"Since these evils have come upon our house—the fate of Anthony, the uncertainty overhanging Herbert, the certain guilt of Cyril," resumed Mr. Dare: "I have asked myself whether the money we inherited from old Mr. Cooper may not have wrought ill for us, instead of good."
"Have wrought ill?"
"Ay! Brought with it a curse, instead of a blessing."
She made no remark.
"He warned us that if we took Edgar Halliburton's share it would not bring us good. Do you remember how eagerly he spoke it? We did take it," Mr. Dare added, dropping his voice to the lowest whisper. "And I believe it has just acted as a curse upon us."
"You are fanciful!" she cried, her hands shivering, as she raised her handkerchief to her pale face.
"No; there's no fancy in it. We should have done well to attend to the warning of the dying. Heaven is my witness that at the time, such a thought as that of appropriating it ourselves never crossed my mind. We launched out into expense, and the other share became a necessity to us. It is that expense which has ruined our children."
"How can you say it?" she rejoined, lifting her hands in a passionate sort of manner.

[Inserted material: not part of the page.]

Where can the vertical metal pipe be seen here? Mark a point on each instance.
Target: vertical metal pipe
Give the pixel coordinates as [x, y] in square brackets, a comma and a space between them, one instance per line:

"It has been nothing else. Had they been reared more plainly, they would not have acquired those extravagant notions which have proved their bane. Without that inheritance and the style of living we allowed it to entail upon us, the boys must have understood that they would have to earn money before they spent it, and they would have put their shoulders to the wheel. Julia," he continued, halting by her, and stretching forth his troubled face until it nearly touched hers, "it might have been well now, well with them and with us, had our children been obliged to battle with the poverty to which we condemned the Halliburtons."